“真的不要?”
“真的不要,姐。算我求你了。”
常芸把额外的那五百块钱收进皮夹子里放好:“那行,等你什么时候要钱了。再打电话找我。你知道我电话号码吧?”
杨会低低地应了一声,在床底下半跪着找自己的裤子。
常芸从床上走下来,撕了一张写了串电话号码的便利贴贴到杨会的背上:“给你,我手机号码。

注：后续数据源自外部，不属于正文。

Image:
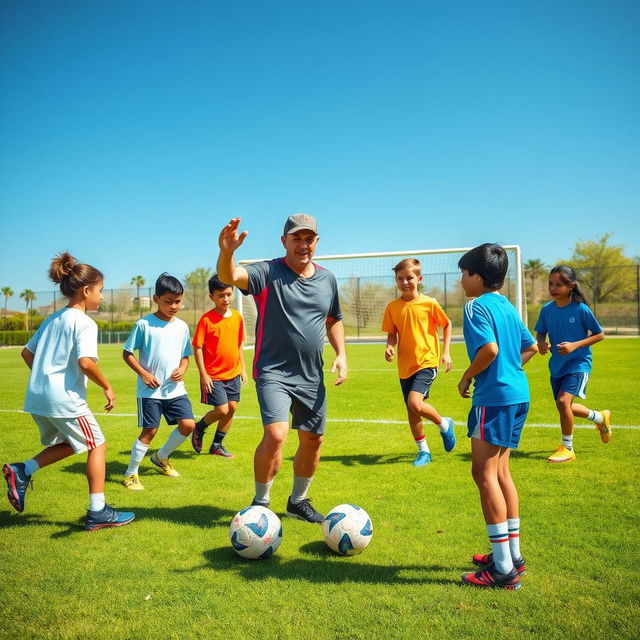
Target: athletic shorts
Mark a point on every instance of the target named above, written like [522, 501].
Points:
[82, 433]
[306, 403]
[420, 381]
[150, 410]
[573, 383]
[222, 392]
[501, 426]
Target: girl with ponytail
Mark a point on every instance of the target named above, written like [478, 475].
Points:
[572, 329]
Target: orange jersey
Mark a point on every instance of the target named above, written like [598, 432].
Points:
[416, 322]
[220, 340]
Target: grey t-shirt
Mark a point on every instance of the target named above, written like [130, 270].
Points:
[291, 323]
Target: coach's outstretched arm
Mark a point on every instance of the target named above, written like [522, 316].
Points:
[228, 242]
[335, 335]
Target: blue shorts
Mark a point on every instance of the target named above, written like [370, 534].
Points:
[222, 392]
[500, 426]
[420, 381]
[573, 383]
[306, 403]
[150, 410]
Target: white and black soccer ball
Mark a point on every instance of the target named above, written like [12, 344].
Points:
[255, 532]
[347, 529]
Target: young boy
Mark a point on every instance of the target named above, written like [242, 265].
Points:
[412, 321]
[164, 348]
[217, 348]
[498, 345]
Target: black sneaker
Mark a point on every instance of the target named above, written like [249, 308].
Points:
[196, 438]
[304, 511]
[107, 517]
[17, 483]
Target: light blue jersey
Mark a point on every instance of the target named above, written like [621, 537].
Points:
[162, 346]
[492, 318]
[570, 323]
[57, 386]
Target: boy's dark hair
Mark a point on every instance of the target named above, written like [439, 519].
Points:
[489, 261]
[168, 284]
[215, 284]
[568, 277]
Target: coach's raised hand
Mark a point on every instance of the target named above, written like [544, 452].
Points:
[230, 239]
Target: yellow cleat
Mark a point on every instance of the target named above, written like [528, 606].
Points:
[166, 468]
[605, 427]
[562, 455]
[133, 483]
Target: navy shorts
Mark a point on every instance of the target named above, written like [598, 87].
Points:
[573, 383]
[500, 426]
[150, 410]
[222, 392]
[306, 403]
[420, 381]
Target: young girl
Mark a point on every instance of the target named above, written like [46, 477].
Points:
[60, 354]
[572, 329]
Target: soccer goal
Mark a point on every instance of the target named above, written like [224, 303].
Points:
[366, 283]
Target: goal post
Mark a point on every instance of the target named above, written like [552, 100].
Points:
[366, 283]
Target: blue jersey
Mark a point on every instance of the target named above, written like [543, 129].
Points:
[492, 318]
[570, 323]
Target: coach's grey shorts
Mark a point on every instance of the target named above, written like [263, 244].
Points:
[306, 403]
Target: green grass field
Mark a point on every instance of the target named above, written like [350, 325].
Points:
[173, 574]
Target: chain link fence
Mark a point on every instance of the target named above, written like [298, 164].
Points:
[612, 292]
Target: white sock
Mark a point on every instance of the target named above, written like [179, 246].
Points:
[444, 425]
[138, 452]
[595, 416]
[300, 488]
[513, 525]
[31, 466]
[499, 539]
[263, 490]
[174, 440]
[96, 501]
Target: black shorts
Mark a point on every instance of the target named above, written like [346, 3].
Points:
[420, 381]
[222, 392]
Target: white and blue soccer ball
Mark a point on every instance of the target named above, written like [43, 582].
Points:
[347, 529]
[255, 532]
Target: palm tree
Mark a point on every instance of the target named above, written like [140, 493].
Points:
[28, 296]
[7, 292]
[534, 269]
[138, 281]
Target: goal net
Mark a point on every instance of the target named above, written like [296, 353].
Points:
[366, 283]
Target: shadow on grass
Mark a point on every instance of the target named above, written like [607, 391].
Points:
[515, 454]
[319, 568]
[204, 516]
[367, 459]
[10, 520]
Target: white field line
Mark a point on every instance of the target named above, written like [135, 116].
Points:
[541, 425]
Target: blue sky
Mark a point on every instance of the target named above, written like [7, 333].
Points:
[132, 131]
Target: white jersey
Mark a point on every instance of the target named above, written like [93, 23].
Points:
[162, 346]
[57, 386]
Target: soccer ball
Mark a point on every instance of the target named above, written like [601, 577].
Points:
[255, 532]
[347, 530]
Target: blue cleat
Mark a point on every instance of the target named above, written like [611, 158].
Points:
[449, 436]
[17, 483]
[423, 458]
[107, 517]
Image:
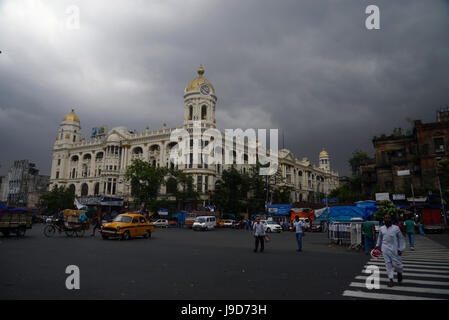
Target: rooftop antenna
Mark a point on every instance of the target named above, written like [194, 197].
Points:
[283, 144]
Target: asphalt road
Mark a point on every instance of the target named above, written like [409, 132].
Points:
[176, 264]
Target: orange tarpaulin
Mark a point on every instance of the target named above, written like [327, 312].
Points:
[309, 213]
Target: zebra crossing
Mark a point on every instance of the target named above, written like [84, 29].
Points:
[426, 275]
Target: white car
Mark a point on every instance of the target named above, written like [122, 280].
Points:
[163, 223]
[271, 226]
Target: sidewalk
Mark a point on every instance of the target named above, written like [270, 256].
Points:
[441, 238]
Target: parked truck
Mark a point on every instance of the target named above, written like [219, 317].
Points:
[14, 220]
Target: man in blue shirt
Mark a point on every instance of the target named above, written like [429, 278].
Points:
[298, 227]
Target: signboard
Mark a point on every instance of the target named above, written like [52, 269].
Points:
[98, 132]
[277, 209]
[382, 196]
[403, 173]
[114, 202]
[398, 196]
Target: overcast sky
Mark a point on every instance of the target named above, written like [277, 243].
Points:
[309, 68]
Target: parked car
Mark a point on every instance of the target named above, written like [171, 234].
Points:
[228, 223]
[316, 226]
[305, 223]
[204, 223]
[162, 223]
[271, 226]
[126, 226]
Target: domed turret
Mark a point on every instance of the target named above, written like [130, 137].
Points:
[324, 160]
[200, 84]
[199, 102]
[69, 130]
[71, 117]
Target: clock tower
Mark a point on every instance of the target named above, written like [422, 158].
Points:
[199, 102]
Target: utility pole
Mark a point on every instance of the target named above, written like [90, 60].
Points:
[441, 194]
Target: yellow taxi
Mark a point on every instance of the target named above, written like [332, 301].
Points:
[126, 226]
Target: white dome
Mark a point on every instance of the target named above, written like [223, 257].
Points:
[114, 138]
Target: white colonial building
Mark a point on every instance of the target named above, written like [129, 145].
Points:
[97, 167]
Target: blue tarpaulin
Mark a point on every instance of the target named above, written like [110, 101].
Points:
[368, 206]
[277, 209]
[181, 216]
[342, 213]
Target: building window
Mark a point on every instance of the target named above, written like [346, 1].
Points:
[203, 112]
[439, 145]
[199, 183]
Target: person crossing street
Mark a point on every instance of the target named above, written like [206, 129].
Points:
[392, 243]
[259, 234]
[299, 229]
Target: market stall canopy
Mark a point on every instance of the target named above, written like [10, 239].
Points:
[278, 209]
[368, 206]
[342, 213]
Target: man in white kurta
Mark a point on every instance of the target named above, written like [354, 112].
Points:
[392, 243]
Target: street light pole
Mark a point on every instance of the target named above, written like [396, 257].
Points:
[441, 194]
[442, 202]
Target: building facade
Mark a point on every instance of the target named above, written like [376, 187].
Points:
[410, 158]
[24, 185]
[97, 167]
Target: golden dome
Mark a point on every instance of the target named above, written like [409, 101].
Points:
[194, 85]
[71, 117]
[324, 153]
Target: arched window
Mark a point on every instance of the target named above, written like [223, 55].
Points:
[204, 112]
[137, 150]
[72, 188]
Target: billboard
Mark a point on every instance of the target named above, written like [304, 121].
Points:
[382, 196]
[398, 196]
[98, 132]
[403, 173]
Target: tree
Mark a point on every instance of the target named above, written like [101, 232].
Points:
[387, 207]
[180, 185]
[358, 159]
[146, 180]
[231, 191]
[58, 198]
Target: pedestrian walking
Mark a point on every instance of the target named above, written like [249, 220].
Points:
[410, 230]
[298, 225]
[96, 220]
[259, 234]
[392, 243]
[369, 233]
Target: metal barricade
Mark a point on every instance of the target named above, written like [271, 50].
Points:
[347, 234]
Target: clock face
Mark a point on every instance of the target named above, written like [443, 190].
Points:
[204, 89]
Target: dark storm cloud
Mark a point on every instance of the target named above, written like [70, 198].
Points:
[309, 68]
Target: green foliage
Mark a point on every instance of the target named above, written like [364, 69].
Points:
[146, 180]
[58, 198]
[344, 193]
[231, 191]
[358, 158]
[387, 207]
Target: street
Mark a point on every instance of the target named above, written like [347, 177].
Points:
[176, 264]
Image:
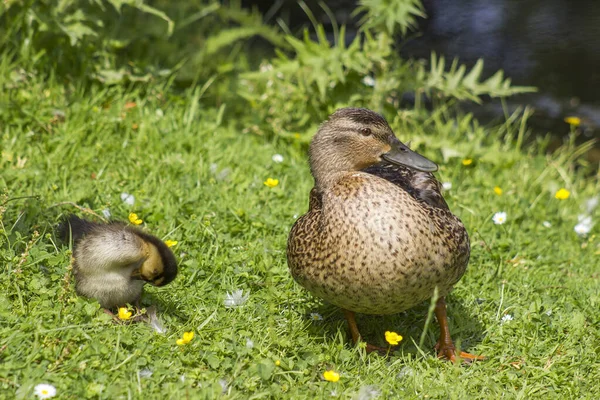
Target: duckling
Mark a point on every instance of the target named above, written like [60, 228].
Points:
[378, 237]
[113, 261]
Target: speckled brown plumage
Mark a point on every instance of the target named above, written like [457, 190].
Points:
[371, 247]
[378, 237]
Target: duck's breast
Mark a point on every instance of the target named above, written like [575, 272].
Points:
[381, 250]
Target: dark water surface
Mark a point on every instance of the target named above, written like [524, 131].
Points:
[551, 44]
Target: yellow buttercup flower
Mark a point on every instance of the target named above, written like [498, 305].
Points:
[562, 194]
[331, 376]
[187, 337]
[392, 338]
[134, 219]
[124, 314]
[270, 182]
[573, 121]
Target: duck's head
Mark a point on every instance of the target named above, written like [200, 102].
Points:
[159, 266]
[355, 138]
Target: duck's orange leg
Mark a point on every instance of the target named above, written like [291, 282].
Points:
[356, 334]
[445, 346]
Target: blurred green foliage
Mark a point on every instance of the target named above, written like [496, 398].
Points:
[208, 43]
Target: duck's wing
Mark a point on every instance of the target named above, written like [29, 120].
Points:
[421, 185]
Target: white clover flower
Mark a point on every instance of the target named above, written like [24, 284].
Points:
[224, 385]
[591, 204]
[44, 391]
[507, 318]
[128, 199]
[499, 218]
[368, 81]
[236, 298]
[316, 317]
[368, 392]
[155, 322]
[584, 226]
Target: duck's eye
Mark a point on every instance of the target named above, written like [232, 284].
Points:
[365, 131]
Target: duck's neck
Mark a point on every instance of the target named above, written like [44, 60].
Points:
[328, 166]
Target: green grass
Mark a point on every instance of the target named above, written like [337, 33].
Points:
[198, 179]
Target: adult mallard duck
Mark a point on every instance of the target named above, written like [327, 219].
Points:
[378, 237]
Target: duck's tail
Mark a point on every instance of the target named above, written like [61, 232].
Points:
[73, 227]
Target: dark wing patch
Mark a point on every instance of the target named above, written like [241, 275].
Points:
[421, 185]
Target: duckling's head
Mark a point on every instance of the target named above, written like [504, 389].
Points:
[355, 138]
[159, 266]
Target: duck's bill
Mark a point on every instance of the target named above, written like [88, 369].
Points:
[400, 154]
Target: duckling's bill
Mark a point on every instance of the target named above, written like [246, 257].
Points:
[400, 154]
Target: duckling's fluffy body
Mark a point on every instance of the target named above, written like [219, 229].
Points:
[112, 262]
[103, 265]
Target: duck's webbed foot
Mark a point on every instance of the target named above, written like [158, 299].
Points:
[445, 347]
[370, 348]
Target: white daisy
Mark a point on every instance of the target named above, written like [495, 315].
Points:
[316, 317]
[499, 218]
[369, 81]
[368, 392]
[44, 391]
[405, 372]
[144, 373]
[127, 198]
[236, 298]
[507, 318]
[584, 226]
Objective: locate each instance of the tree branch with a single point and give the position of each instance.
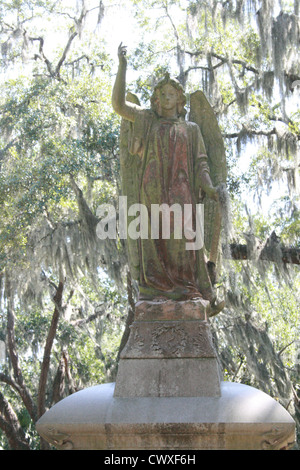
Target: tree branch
(9, 423)
(47, 351)
(242, 252)
(22, 389)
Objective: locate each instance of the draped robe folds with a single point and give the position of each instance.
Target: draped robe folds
(172, 170)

”
杨会回头把便利贴从皮肤上拉下来:“别闹了,姐……”
他话说到一半,突然瞪大了眼睛。
杨会这才发现常芸什么都没有穿,全身上下没有一块布料掩盖。月光从小旅馆铁锈的窗户里照进来,映得她身上的皮肤像白玉一般洁白无瑕。
杨会的脸立刻红到了脖子根。他整个人缩在地上,大半个身子也是赤裸的。
杨会这才发现他爸妈遗传给他的大高个并没有什么用,他高高壮壮的体型只会让他更加难堪,他在常芸的注视下简直显得无处遁形。
常芸看着他哈哈大笑。她忍不住走过来,捏了杨会脸一下。
“你怎么这么可爱。又不是没看过,摸也摸过了,亲也亲过了。”
杨会拼命地捂住耳朵,可常芸的话还是像无孔不入的针眼,使劲往他的指缝里钻。
常芸边穿衣服边说:“记得下次一定要找我。我一般周一周二晚上都有空,周六周日看情况心情。”
杨会快哭了。
常芸把那一叠纸币放在他脚边:“给你,别一副要哭不哭的样子。看得姐姐又想欺负你了。”
杨会埋着头,什么都没有说。
“那我走啦。”常芸故作轻快地说。她身上穿着一整套浅灰色的休闲西服,看上去精明又干练。
她的马尾在脑袋后面一晃一晃的,脸上一点皱纹没有,乍一看甚至像杨会学校里篮球部啦啦队的学姐。
杨会慢慢地抬起头,感觉自己没那么难过了。
旅馆的木门吱呀一声关上了,扬起门前一层薄薄的尘。
杨会从地上捡起牛仔裤和T恤穿好,又拾起放在地上的纸币,将钱收进书包深处藏好。
常芸写给他的便利贴被他扔在地上,直接踩了一脚鞋印子上去。
杨会背着书包出了门,旅馆门外是一个露天的走廊,抬眼便能看见天空。
他抬头朝天上看去,只见一块漆黑的幕布上镶嵌着点点繁星,万里无云。
明天会是个晴天。
-
第二天果然是个艳阳天。
杨会没精打采地迈进教室,到了座位往课桌上一趴,开始补觉。
他的同桌孙良文凑过来,戳他的胳膊肘:“会子,作业借我抄抄。”
杨会把孙良文的手使劲往外推:“没做。”
“没做你还在这里睡觉。”孙良文嘴一撇,开始模仿他们班主任李天逸阴阳怪气的太监嗓,“同学们,再过五百多天你们就要高考了。不要以为还在高二就没有学习上的紧迫感,现在正是你们人生最关键的一年,以后成虫成龙,全看这一年准备了。”
这个戏精。
杨会没被孙良文这番慷慨激昂的演讲给打动,他觉得他人生中最关键的一天已经过去了,就在昨天晚上。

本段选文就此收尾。